Движимый стыдом и гордыней, он поклялся: «Прошлое зачеркнуто. Посмей кто-нибудь напомнить мне о нем!» Затаенная мысль: «Хорошо, что умер отец! Что бы он сказал? Он потешался над купцами, которые любили важничать».

Вдруг Мангольф достал карманное зеркальце, посмотрелся в него, перевел дух — и захохотал.

Мангольф, первый буржуазный рейхсканцлер, сознавая необходимость проявить себя, выступил перед рейхстагом. С самого начала ему пришлось исправлять ошибки, совершенные не им. Император просил царя о мире уже после объявления войны. Мангольфу надлежало твердо и решительно указать, в чем наша воля, а значит, и наша судьба; он встал на защиту меча. Лишь мечом защищаем мы право свое, — противостоять ему может, говорят, одна любовь. Но нас ведь никто не любит. «Мы вторглись в нейтральную страну? Никто от нас ничего другого и не ждал. Мы отвечаем за свои поступки». Это было принято с восторгом, хоть в несколько испуганным. Пугала прямота. При всем своем патриотическом энтузиазме собрание требовало моральных оговорок. «Но через полгода я бы дорого поплатился, если бы позволил себе сегодня хоть тень упрека. Нации не могут быть неправы».

После этой речи в течение нескольких дней рейхсканцлер был чуть ли не национальным героем. Он читал это на всех лицах, каждое на свой лад признавало: «Между тобой и мной стоит, разделяя нас, высшая власть — слава!» Но общественное мнение распространяет лишь опошленную славу, оно убивает фантазию. Мангольф сознавал это. «В момент моего откровенного заявления меня окружал тот трепет, без которого не может быть популярности высшего порядка. Однако усилиться этому трепету не дала пресса. В наше время каждое событие дважды на день приканчивается печатью».

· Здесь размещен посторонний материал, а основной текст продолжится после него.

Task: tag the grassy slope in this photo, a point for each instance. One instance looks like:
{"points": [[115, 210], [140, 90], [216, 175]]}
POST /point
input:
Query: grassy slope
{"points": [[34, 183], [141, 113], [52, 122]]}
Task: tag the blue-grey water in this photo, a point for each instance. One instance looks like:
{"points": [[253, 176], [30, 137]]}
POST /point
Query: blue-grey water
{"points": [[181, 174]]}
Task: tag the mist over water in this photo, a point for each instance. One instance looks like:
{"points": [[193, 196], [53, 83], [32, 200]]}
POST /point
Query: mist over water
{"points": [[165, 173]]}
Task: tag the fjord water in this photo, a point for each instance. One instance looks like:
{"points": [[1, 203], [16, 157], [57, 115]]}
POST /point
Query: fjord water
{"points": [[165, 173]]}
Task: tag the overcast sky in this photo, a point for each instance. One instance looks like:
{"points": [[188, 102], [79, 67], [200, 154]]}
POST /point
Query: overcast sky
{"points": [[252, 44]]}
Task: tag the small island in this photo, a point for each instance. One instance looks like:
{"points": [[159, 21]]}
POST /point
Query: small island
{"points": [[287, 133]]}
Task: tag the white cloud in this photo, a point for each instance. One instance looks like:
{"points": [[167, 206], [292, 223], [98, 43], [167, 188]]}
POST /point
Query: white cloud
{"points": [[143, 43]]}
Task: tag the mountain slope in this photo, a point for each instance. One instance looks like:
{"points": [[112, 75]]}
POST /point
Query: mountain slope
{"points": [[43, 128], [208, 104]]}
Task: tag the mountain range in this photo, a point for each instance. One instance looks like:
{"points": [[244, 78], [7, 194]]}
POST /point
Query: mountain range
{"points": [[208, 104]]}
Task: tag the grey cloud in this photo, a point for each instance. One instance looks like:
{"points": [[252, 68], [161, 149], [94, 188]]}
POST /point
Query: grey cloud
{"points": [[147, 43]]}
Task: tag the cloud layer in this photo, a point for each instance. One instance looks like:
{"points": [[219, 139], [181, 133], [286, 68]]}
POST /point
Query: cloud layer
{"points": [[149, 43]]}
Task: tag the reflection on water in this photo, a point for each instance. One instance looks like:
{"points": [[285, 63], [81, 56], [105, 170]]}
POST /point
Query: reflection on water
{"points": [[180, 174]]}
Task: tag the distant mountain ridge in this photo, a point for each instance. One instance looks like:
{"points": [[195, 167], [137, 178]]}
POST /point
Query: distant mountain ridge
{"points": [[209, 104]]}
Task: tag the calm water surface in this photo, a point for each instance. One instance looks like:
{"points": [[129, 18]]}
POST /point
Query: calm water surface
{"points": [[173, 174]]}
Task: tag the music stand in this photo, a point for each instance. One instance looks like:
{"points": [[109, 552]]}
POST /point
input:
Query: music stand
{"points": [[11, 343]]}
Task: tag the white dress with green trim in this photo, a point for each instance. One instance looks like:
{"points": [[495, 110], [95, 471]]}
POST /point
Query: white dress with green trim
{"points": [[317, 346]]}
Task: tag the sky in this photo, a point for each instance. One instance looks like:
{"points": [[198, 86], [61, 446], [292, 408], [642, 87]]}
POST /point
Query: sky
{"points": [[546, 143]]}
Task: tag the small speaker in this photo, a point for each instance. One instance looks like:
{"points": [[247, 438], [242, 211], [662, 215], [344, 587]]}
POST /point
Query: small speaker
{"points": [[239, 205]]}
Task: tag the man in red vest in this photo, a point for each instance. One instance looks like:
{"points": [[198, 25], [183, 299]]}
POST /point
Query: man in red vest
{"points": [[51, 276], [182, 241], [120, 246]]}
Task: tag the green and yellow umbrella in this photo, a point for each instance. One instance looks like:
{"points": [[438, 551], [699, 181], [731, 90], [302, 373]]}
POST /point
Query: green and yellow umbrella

Куда легче полководцам! Все их деяния совершались где-то далеко и были красочны, ведь при этом текла кровь, а составлять донесения о том, как они свершались, можно было самим. Рейхсканцлер рассуждал про себя: «Хорошо иметь под рукой таких рубак. Враг подбирается к нам, его заманивают в болото. Молодцы ребята, лучше не придумал бы никакой дикарь племени Сиу. Народ воодушевляется, ему это понятно. Во всем происшествии нет ни одной мысли, которая была бы ему недоступна. Но разве это подготовка к будущему, основанному на дисциплине, строгости и несокрушимом величии, которое ему уготовал я?»

Стремясь к власти, Мангольф хотел войны — прежде всего потому, что хотел власти. Война оправдана, если ее ценой к власти приходит тот, кому удастся осуществить требования времени. Объединение Европы путем войны перестало быть мечтой одинокого гения, как во времена Наполеона. Каждая просвещенная воля сама собой направляется в это русло. «Меня сочтут творцом, а на самом деле я буду лишь догадливым выразителем носившейся в воздухе мысли, — заранее уговаривал себя Мангольф, чтобы не зарываться. — Такова подоплека всякого творчества…» И все же эта мысль была честолюбивой. Была мукой и одержимостью, пока ему приходилось молчать. Была авантюрой и химерой, пока другие не одерживали побед для Мангольфа. Он зависел от побед военного командования.